Could I possibly commit to practicing Right Speech every day for one year? Since then, I have entered into an inner dialogue…
Q. What happens when I participate in wrong speech?
A. Well like the teachings of meditation, I could compassionately bring my attention to the present moment, pay attention, and begin again.
Q. How do I prepare for this commitment to Right Speech with something more than good intentions?
A. Knowing intimately the habitual ways I participate in wrong speech seems to be a beginning. Being tired, under the weather, impatient, ungrounded, disconnected, and mad are a few of the hooks (see my last blog – How do you unhook?) that call me in to wrong speech. For example, disconnection from my own source has a tendency to lend itself to talking about others in order to feel connection. When I do fall off the wagon, see it as an opportunity to bring mindfulness to the moment and see the underlying cause – the need for deeper connection.
Q. How do I practice Right Speech and stay connected to others when gossip or any other ‘not so right speech’ is the common song?
A. Let those around me know of my commitment – say, for example, in a blog??? For those who don’t know of my commitment, mention it at that moment.
I am reminded over and over again that our speech is not just ours alone. Communication is something that happens between people. You might think of speech as something we give to others, like a gift or a dagger of poison, and if we think of it that way, what is the quality of that encounter? Mindfulness includes a moment to moment awareness of what’s going on inside ourselves. If we aren’t paying attention to our own emotions and taking care of ourselves, tension and suffering build up. And like a rebel, wrong speech can override even the best of intentions.
What does this Dharma Punk know about living mindfully? It seems a lot! He posed the question to the group, “What do you know?” What I do know is that the importance of speech in the context of our lives is apparent: words can break your heart or save your life, make an enemy or a friend, start war or create peace.

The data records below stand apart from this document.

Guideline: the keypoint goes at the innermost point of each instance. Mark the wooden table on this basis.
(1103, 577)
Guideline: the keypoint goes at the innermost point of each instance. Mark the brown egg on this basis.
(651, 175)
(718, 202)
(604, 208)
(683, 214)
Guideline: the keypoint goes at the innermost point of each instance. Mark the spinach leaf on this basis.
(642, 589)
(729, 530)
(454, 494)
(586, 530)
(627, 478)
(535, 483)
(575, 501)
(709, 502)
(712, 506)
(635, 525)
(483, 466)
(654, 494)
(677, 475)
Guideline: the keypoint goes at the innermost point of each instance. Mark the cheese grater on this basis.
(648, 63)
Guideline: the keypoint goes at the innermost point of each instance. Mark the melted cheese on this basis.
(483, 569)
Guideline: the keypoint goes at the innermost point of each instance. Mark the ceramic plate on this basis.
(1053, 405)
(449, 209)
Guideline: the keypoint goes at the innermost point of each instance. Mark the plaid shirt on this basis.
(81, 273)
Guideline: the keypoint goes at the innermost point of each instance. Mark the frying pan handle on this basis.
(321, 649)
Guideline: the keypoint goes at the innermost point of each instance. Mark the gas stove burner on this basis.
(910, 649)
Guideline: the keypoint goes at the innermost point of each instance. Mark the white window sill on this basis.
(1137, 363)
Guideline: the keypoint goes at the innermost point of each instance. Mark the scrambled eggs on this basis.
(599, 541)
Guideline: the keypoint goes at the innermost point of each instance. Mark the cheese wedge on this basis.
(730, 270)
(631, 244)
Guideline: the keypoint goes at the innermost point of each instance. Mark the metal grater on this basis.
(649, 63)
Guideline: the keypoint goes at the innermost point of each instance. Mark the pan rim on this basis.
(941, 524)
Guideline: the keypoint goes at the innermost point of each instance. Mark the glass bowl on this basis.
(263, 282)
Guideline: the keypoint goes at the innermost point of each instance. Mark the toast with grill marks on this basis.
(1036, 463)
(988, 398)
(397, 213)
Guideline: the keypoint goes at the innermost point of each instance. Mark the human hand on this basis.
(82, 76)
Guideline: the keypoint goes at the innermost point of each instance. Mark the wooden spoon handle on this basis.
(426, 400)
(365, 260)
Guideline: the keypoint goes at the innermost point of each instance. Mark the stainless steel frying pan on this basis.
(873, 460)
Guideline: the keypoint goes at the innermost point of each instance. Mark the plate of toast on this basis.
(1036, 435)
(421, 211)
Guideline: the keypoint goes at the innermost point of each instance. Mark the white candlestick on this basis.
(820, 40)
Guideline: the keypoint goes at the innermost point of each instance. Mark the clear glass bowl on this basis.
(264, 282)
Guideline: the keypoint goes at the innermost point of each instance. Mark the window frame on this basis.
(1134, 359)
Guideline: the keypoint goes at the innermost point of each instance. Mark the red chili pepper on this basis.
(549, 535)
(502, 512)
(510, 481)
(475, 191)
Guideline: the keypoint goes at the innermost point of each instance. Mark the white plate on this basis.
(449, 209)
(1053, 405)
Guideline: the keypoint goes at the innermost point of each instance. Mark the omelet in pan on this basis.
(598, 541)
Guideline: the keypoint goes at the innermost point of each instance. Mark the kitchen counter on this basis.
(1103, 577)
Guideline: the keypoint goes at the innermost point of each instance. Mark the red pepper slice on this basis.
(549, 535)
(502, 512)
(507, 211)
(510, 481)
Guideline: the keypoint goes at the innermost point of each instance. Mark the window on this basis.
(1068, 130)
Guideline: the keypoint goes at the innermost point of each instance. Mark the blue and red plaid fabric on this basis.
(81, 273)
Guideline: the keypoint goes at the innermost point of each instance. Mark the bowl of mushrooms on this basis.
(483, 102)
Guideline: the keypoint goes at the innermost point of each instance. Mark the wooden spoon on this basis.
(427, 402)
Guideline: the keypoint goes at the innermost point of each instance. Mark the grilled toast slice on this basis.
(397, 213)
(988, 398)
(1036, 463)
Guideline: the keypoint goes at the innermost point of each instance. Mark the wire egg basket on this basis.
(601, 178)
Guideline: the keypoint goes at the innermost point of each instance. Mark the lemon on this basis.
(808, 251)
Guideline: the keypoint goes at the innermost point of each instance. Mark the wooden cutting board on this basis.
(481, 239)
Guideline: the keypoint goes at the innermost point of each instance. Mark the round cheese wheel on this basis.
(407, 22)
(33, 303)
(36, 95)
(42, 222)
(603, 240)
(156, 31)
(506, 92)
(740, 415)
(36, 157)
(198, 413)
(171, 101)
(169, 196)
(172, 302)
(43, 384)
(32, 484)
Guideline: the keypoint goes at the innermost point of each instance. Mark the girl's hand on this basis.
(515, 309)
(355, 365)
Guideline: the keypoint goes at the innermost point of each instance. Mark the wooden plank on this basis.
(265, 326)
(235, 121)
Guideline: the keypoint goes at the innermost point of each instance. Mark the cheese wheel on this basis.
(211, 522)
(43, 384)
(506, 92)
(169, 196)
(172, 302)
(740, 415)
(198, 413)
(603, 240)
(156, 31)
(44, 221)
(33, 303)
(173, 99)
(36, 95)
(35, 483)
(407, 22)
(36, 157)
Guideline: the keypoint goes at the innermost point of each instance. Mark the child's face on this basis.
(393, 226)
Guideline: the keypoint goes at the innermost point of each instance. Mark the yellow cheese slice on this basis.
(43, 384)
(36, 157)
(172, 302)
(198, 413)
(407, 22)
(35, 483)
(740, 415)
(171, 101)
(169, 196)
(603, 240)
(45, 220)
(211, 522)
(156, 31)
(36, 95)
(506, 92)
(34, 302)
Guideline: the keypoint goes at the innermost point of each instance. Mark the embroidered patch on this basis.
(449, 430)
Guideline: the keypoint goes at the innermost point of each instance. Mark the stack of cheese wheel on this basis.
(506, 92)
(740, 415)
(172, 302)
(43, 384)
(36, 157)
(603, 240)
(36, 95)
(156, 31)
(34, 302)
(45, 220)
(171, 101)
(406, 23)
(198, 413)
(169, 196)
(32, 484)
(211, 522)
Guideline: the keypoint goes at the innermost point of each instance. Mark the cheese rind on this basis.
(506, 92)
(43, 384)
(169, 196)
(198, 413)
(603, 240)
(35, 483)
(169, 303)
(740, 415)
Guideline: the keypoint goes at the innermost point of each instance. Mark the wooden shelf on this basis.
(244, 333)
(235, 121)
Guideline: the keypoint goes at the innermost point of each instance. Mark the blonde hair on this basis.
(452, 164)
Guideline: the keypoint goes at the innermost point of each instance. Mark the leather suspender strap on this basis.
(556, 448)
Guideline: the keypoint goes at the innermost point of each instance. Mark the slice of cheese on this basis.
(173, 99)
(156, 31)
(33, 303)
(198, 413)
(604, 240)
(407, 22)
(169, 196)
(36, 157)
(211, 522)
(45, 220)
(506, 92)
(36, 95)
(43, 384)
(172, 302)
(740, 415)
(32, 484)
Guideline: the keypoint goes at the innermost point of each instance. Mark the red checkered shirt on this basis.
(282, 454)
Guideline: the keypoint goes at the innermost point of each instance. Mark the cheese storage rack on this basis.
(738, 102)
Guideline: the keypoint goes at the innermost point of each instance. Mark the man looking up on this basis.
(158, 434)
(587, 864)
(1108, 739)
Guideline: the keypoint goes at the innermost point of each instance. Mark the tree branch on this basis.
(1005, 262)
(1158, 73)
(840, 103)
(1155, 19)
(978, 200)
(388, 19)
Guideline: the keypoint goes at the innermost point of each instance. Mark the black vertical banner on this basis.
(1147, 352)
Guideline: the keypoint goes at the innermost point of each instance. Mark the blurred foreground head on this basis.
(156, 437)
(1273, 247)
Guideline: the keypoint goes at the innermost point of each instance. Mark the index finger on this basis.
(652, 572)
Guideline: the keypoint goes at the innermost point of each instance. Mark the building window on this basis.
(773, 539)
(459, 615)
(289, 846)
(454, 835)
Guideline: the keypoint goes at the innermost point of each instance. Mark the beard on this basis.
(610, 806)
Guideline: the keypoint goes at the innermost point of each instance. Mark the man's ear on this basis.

I bare witness to many people who suffer from something unkind a loved one, co –worker, or even a stranger on the street has said to them. But equally important, I can think of many times where someone’s words offered comfort and healing. I know that even if you can’t feel it at the time, engaging in wrong speech creates further suffering. I know that Right Speech includes much more than the words we use – facial expressions, tones, and body posture can make or break a deal. That the animals and the plants speak directly to one another and we could learn a lot by following in their examples. If only we could all be more conscious of our speech what might our world look like? If only…
So how about it? Are you willing to pay close attention to what you say — and to why you say it? Are you willing to join me by committing to one day without talking about another person? To speaking from your heart? If that proves successful, why not try committing to two days, or a week? Who knows, maybe together, we can discover the ripple effect of freedom and fertility that Right Speech brings to our lives.